Pearly Everlasting (2024) by Tammy Armstrong




🐻 Pearly Everlasting is a Gothic woodland story, inspired by a true account of a woman nursing a bear cub alongside her daughter, which was captured by a photographer. Set in New Brunswick, Canada during the Great Depression of 1930s, the story depicted a logging camp dwellers. Pearly Everlasting is the daughter of the cook, and she had been brought up alongside a bear, whom her mother named Bruno. To Pearly, an only child, Bruno is not just a pet, he's her brother. The result was rather unsettling - at least for me. A bear should be treated as a bear. In this story, Bruno is spoiled by the family, so much so that he resembled more of a spoiled brat than an animal - pet or wild.

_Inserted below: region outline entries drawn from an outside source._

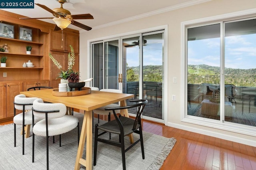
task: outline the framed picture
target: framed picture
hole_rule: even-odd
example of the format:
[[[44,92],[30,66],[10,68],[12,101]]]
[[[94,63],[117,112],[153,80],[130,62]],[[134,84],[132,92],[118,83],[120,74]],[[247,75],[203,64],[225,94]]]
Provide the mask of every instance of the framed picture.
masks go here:
[[[14,26],[0,23],[0,37],[14,38]]]
[[[32,29],[20,27],[20,39],[32,41]]]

🐻 All the residents of the camp has been accepting Bruno as Pearly's pet. But one day, a mean supervisor was in charge to supervise the logging, and he hated Bruno. He attempted to buy and kidnapped Bruno, but failed as all the camp residents stand for Pearly's family. Then one day the supervisor was found dead - by pearly, no less - and Bruno was suspected as the murderer. When someone attempted to poison him, Pearly decided that she can't stay put any longer, and brought Bruno away. Tammy Armstrong brings us to an adventure through the snowy parts of Canada, introduced to some eccentric people such as the Song Catcher - a woman who travels cross country to collect folklore songs, and sells them to public. The adventure is also Pearly's chance to experience life outside the camp. The question is, would she eventually return to the camp? And what would happen to Bruno? Could the world normalize a girl who lives alongside a bear?

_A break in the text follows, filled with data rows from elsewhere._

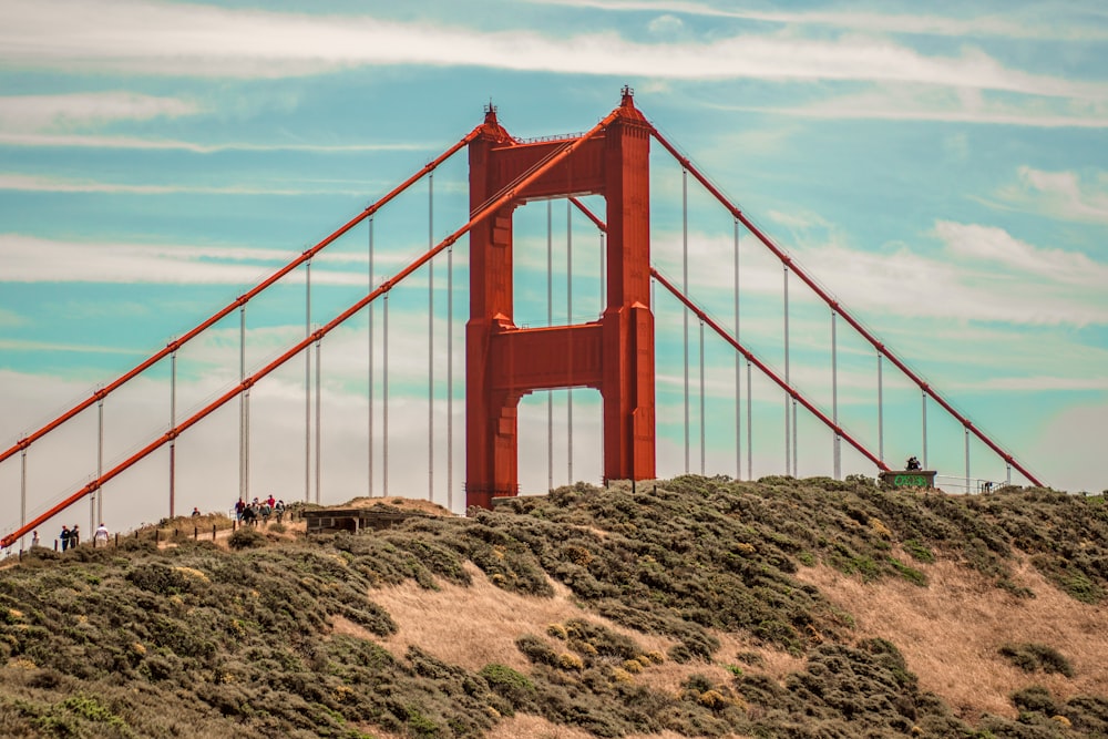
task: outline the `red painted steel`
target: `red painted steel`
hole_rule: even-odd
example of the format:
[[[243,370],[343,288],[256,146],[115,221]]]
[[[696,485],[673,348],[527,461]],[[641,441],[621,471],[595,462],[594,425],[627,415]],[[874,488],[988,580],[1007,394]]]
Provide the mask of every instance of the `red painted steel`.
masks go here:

🐻 The main attraction of the story, besides Bruno, is the poetic style in which Tammy Armstrong wrote it. Unfortunately, that is also the one that put it off for me. Somehow, I couldn't relate to the story (nor the characters). To me, this is a beautiful narration, but void of a warmth which good stories usually bring to our hearts. The idea of a woman suckling a bear alongside her daughter was too much for me - I mean, why? Why not treat the bear as a bear? Is Bruno meant to be the book's attraction - a cute bear cub behaves like a boy? Well, it fails to do that. He's not cute at all; at time he's even annoying. And I couldn't relate to Pearly either. On the whole the story felt like watching a weird movie from afar. And maybe, the narrator (I listened to the audiobook) failed to enliven the story. Partly due to her droning voice, and partly, I guess, because it's half poem and half prose (which I realized, must be quite difficult to narrate). In the end, I couldn't like it; I even stopped listening after 75%. I felt like I couldn't be bother anymore whether Pearly and Bruno made it back to the camp or not.